2) Advanced: extend your function to return a parse tree for the string, if it exists, or None otherwise. If you take this on, you might want to read about "shift-reduce parsers."

3) Extra advanced: if the Grammar is ambiguous, return all possible parse trees.

Test your PDA with a grammar that checks for balanced parentheses. Here is a simple test suite you can use:

variables = set('ST')

terms = set('()')

start = 'S'

g = pda.Grammar(variables, terms, start)

g.add_rule('S', 'TS')

g.add_rule('S', '')

g.add_rule('T', '(S)')

self.assertNotEqual(g.process('()'), None)

self.assertNotEqual(g.process('(())'), None)

self.assertNotEqual(g.process('()()'), None)

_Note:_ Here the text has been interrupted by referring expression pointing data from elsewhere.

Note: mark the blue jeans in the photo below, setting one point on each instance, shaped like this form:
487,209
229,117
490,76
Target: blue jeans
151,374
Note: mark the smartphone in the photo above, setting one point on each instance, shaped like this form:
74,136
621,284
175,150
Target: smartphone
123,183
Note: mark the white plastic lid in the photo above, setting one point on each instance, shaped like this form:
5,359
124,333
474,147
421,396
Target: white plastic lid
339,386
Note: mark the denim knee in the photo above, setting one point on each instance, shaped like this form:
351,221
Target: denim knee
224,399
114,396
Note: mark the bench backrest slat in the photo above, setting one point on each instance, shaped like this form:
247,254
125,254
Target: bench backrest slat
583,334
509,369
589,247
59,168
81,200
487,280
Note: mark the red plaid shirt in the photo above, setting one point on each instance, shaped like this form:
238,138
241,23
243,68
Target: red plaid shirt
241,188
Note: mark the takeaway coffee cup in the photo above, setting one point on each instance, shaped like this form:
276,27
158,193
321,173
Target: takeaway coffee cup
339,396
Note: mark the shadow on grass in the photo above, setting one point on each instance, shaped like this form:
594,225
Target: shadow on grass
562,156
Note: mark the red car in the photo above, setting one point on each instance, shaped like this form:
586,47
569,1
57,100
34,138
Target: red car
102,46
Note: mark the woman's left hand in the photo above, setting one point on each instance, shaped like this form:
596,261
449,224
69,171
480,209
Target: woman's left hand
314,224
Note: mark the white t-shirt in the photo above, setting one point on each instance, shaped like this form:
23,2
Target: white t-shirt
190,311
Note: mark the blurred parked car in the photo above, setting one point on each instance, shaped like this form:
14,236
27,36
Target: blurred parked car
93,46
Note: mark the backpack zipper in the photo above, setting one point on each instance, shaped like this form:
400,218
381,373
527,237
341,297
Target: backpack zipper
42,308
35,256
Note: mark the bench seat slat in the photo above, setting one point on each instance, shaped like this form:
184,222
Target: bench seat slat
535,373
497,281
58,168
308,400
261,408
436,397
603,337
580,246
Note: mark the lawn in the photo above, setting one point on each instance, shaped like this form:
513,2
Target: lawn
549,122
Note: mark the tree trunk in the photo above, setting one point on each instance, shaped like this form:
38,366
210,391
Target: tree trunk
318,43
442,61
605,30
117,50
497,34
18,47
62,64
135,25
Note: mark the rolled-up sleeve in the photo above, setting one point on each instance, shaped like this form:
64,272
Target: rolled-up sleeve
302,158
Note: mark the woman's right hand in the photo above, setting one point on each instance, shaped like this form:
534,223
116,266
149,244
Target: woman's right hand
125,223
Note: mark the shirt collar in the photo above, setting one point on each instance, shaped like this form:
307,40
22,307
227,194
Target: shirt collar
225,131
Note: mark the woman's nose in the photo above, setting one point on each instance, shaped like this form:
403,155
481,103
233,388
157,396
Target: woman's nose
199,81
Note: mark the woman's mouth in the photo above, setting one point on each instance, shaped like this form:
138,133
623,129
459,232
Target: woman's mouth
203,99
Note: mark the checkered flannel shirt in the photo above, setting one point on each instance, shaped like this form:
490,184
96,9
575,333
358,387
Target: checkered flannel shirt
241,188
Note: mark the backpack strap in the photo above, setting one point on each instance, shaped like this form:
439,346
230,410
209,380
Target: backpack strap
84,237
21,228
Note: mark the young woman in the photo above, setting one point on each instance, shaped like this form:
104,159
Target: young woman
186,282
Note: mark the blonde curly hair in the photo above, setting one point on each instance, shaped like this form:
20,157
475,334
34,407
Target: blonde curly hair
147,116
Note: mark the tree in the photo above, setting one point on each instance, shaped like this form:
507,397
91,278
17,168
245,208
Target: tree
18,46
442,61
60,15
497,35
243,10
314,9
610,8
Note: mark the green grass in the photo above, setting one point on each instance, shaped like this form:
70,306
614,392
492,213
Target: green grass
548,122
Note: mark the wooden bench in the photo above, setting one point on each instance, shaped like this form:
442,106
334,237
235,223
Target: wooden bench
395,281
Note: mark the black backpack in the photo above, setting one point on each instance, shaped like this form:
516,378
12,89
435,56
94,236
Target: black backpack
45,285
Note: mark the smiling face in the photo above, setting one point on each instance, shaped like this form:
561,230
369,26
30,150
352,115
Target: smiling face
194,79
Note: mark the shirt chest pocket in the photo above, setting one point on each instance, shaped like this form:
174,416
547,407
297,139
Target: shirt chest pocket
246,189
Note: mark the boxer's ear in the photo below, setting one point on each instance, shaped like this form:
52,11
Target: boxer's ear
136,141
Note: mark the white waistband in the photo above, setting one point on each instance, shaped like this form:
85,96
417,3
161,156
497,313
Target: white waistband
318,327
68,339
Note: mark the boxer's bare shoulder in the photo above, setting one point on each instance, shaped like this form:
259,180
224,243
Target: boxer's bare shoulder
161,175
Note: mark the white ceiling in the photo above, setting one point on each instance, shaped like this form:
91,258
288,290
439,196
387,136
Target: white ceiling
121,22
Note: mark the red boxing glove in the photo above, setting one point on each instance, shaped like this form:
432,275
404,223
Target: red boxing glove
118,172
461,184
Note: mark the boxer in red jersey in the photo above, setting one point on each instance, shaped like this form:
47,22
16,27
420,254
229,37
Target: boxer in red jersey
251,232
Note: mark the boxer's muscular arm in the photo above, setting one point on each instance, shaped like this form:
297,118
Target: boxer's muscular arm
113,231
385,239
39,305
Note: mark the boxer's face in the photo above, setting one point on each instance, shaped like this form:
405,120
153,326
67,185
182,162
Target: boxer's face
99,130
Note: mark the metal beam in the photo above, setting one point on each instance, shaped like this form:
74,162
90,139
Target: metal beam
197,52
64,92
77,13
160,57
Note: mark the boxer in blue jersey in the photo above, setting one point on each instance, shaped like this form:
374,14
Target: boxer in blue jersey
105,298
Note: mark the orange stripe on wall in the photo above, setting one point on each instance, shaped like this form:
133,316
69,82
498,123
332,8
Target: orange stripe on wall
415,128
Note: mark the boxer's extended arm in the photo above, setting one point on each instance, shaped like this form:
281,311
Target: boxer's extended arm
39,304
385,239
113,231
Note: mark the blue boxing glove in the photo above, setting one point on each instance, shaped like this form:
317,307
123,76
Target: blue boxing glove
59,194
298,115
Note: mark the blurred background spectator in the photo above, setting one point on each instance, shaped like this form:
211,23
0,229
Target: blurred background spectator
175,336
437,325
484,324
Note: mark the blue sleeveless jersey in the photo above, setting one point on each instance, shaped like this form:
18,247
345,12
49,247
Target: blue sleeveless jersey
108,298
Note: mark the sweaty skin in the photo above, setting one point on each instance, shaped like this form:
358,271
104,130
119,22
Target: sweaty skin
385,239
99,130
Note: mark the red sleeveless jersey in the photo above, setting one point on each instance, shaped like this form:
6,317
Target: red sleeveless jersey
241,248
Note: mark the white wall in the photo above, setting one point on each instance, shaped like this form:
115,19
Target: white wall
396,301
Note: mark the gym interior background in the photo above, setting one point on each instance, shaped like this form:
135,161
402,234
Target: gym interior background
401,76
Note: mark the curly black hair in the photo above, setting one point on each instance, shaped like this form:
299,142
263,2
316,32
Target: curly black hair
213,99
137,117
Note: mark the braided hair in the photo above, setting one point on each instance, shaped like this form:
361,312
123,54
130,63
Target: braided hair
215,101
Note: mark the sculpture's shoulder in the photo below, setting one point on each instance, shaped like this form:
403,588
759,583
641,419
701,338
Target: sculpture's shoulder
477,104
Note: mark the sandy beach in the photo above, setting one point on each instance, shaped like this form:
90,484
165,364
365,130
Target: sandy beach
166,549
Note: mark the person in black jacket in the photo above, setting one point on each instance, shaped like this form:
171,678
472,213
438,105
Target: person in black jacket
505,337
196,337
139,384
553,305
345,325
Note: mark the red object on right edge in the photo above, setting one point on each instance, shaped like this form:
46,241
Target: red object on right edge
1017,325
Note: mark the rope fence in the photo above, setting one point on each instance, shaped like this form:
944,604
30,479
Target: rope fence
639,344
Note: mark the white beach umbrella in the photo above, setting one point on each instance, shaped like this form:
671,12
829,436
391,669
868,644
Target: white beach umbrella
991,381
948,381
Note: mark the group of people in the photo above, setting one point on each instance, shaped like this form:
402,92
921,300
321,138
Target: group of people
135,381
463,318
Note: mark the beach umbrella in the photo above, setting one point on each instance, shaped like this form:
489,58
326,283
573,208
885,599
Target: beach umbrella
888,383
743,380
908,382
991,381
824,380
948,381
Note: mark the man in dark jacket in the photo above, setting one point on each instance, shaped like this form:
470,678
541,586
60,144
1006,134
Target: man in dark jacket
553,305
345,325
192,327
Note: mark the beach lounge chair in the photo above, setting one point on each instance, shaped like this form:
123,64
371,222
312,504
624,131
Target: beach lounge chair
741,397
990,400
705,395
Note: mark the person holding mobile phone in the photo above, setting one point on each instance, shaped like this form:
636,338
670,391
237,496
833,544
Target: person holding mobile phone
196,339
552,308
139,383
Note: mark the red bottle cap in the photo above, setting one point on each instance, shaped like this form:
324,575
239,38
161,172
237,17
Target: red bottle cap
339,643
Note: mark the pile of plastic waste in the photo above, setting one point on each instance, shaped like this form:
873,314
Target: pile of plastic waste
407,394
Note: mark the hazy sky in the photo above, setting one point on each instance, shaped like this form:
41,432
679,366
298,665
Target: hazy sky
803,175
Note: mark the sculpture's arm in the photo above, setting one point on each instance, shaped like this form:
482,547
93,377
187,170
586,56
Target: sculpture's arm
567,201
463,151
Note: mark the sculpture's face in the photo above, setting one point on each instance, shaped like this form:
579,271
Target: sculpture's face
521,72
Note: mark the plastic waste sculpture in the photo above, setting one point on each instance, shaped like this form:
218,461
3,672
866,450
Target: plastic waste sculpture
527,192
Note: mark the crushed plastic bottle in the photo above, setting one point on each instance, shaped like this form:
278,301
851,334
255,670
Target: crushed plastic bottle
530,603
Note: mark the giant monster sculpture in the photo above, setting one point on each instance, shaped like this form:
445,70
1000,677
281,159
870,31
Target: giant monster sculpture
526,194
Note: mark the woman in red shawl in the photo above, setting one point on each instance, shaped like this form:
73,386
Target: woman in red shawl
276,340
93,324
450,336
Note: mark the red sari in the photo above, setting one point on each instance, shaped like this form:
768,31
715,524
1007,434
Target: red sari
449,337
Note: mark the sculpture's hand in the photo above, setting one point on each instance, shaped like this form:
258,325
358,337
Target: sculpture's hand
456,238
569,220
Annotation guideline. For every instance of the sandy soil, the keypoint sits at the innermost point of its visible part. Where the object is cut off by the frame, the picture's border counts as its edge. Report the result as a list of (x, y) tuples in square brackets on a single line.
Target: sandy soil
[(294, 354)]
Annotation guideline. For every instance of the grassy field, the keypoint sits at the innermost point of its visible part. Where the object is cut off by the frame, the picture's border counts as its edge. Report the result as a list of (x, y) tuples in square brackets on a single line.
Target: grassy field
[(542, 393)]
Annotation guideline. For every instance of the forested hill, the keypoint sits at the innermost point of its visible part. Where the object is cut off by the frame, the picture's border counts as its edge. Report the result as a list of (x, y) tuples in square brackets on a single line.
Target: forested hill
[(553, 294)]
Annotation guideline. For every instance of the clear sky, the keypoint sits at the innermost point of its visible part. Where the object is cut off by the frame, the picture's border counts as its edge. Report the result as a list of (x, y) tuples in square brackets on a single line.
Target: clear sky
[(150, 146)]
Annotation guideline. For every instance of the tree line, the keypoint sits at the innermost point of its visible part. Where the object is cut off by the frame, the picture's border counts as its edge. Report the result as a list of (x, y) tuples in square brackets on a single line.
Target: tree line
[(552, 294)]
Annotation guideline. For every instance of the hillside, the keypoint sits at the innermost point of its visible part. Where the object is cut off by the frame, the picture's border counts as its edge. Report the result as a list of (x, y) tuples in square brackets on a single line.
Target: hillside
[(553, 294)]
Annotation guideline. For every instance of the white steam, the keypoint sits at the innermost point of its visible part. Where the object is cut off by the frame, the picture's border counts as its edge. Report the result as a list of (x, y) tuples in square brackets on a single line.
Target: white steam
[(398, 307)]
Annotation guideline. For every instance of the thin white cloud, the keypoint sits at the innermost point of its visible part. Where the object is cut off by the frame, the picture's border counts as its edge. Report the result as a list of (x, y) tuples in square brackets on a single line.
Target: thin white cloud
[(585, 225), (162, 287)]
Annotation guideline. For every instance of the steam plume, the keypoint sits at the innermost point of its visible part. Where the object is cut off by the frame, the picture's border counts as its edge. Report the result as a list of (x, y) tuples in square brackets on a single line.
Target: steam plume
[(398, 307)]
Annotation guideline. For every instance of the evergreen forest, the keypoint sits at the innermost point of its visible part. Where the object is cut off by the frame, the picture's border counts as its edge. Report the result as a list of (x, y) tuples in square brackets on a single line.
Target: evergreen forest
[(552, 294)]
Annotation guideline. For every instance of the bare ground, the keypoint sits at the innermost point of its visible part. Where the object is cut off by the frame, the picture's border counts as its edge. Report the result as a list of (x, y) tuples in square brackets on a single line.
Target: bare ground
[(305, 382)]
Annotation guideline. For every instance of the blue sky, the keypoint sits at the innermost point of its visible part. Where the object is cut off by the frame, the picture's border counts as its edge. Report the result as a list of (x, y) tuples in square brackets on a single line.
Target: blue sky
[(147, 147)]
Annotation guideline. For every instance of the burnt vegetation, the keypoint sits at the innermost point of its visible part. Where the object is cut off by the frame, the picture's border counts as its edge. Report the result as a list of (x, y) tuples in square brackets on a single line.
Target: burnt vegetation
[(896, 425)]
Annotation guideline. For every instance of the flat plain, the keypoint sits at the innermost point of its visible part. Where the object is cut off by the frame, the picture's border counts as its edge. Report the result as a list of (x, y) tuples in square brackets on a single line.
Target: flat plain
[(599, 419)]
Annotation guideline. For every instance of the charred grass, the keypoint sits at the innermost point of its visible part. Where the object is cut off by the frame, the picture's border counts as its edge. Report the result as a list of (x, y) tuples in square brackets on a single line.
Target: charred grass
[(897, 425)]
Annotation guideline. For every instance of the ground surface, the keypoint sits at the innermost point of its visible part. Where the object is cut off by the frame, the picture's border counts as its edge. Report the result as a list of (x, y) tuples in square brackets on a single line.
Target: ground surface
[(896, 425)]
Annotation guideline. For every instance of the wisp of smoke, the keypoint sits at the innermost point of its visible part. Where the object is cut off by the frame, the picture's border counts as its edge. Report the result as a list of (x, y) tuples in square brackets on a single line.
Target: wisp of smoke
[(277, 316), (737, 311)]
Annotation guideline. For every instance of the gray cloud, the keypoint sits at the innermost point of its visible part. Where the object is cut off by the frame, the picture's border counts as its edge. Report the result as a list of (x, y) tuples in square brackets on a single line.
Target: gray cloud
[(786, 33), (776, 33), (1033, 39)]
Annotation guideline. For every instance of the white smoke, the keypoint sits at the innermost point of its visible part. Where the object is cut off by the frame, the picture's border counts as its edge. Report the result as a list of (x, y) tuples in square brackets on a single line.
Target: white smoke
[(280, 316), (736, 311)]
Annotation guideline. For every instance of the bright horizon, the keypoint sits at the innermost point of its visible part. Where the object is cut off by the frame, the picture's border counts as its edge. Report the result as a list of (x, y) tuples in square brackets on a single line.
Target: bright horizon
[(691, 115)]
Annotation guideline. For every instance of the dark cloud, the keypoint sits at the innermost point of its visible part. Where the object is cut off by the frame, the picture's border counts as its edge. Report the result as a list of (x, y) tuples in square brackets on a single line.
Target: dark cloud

self.assertEqual(g.process('(()'), None)

self.assertEqual(g.process('(()))'), None)

Parse lambda calculus

Write a grammar for the lambda calculus and implement a parser for it. It should accept strings like this:

print g.process('(x)')

print g.process('Lx.x')

print g.process('(Lx.x)(Lx.x)')

print g.process('Lpab.pab')

print g.process('Lp.La.Lb.((pa)b)')

Your parser should recognize any lower-case letter as an identifier. You might find it helpful to pre-process strings to remove whitespace and replace identifiers with a token like V. This is a kind of mini-tokenization. See http://en.wikipedia.org/wiki/Tokenization

Hints

Based on the test cases, above, you can infer a few things about the interface I implemented:

    • The module pda.py provides a class named Grammar (which is part of the public interface) and a class named PDA, which is used internally, but not part of the public interface.

    • Grammar provides a method named process that takes a string and returns either None or the PDA object that parsed the string.

Your implementation doesn't have to work exactly the same way, but it should provide the same interface. To "accept" a string, Grammar.process can return any non-None value.

You should instantiate and test two Grammar objects, one that recognizes balanced parentheses and one that recognizes lambda calculus.

Turnin

In our shared Dropbox folder, please turn in pda.py, which contains your implementation of the PDA, and hw06.py, which tests your lambda calculus parser.